Nor are they given to pretentious self-importance.

They don't try to impress you with how serious

or sensitive they are. They just feel everything

full blast. Everything is off the charts

with them. More than once I've seen a dog

waiting for its owner outside a café

practically implode with worry. “Oh, God,

what if she doesn't come back this time?

What will I do? Who will take care of me?

I loved her so much and now she's gone

and I'm tied to a post surrounded by people

who don't look or smell or sound like her at all.”

And when she does come, what a flurry

of commotion, what a chorus of yelping

and cooing and leaps straight up into the air!
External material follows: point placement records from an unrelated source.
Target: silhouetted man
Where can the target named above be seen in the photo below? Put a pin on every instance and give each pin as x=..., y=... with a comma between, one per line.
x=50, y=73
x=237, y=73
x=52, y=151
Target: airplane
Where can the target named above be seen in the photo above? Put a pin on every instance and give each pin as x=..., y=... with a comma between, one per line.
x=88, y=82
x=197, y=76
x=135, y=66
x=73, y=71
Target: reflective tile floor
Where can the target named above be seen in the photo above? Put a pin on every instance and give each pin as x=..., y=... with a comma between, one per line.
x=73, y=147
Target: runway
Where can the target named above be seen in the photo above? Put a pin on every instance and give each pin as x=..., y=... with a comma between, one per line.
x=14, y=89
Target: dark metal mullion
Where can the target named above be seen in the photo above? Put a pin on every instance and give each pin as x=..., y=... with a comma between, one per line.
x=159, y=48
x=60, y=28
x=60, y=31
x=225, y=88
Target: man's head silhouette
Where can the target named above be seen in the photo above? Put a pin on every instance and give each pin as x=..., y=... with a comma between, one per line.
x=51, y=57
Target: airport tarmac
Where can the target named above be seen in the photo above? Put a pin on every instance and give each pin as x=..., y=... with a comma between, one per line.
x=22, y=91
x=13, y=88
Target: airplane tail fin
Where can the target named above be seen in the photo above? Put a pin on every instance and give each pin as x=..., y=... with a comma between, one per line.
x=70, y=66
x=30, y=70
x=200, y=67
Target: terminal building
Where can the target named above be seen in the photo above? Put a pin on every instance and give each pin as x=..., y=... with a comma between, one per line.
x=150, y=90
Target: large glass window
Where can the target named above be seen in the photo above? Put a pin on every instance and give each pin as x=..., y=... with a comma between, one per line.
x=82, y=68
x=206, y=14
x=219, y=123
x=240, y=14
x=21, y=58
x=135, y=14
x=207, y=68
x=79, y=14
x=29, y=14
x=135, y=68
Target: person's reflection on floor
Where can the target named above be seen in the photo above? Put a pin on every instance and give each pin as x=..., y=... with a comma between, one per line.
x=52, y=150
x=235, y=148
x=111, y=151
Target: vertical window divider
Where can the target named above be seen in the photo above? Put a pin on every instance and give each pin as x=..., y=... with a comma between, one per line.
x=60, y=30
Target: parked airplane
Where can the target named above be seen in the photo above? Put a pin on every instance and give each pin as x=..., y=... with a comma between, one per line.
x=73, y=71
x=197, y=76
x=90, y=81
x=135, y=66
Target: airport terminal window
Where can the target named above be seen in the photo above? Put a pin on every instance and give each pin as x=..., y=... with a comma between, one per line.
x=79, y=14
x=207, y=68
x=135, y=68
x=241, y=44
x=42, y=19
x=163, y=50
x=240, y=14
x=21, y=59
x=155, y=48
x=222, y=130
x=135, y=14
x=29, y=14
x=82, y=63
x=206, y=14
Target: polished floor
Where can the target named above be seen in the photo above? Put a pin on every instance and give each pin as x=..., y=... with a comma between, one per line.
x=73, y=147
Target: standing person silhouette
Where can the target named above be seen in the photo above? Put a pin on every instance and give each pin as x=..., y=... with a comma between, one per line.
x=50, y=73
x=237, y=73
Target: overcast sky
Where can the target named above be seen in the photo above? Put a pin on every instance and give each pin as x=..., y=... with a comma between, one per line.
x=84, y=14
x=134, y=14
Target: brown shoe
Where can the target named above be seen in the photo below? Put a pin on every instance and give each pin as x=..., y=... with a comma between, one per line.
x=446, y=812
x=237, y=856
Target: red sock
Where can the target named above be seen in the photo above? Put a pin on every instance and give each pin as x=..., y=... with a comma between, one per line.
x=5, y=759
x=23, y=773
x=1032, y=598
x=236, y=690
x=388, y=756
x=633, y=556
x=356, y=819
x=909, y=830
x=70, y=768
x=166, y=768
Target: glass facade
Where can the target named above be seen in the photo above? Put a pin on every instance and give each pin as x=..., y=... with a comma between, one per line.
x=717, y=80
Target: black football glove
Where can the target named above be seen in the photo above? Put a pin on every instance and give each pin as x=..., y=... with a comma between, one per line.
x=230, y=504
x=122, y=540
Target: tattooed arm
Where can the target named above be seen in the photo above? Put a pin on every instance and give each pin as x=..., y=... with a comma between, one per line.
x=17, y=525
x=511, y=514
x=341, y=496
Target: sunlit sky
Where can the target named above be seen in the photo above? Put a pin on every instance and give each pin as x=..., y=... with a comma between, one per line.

It's almost unbearable, this sudden

fullness after such total loss, to see

the world made whole again by a hand

on the shoulder and a voice like no other.

John Brehm

Was born and raised in Lincoln, Nebraska and educated at the University of Nebraska and Cornell University. He is the author of four books of poetry, Sea of Faith, Help Is on the Way, No Day at the Beach, and Dharma Talk. His collection of essays, The Dharma of Poetry, was published by Wisdom Publications and is a companion to his acclaimed anthology, The Poetry of Impermanence, Mindfulness, and Joy, also from Wisdom Publications. His poems have appeared in Poetry, Ploughshares, The Gettysburg Review, The Sun, The Southern Review, Plume, Gulf Coast, The Missouri Review, New Ohio Review, The Writer’s Almanac, Poetry Daily, Verse Daily, The Best American Poetry, The Norton Introduction to Literature, and many other journals and anthologies.


John offers a monthly Poetry as Spiritual Practice gathering and with his wife and leads mindfulness retreats that incorporate Feldenkrais Awareness Through Movement lessons, guided meditations, and mindful poetry discussions. He lives in Portland, Oregon.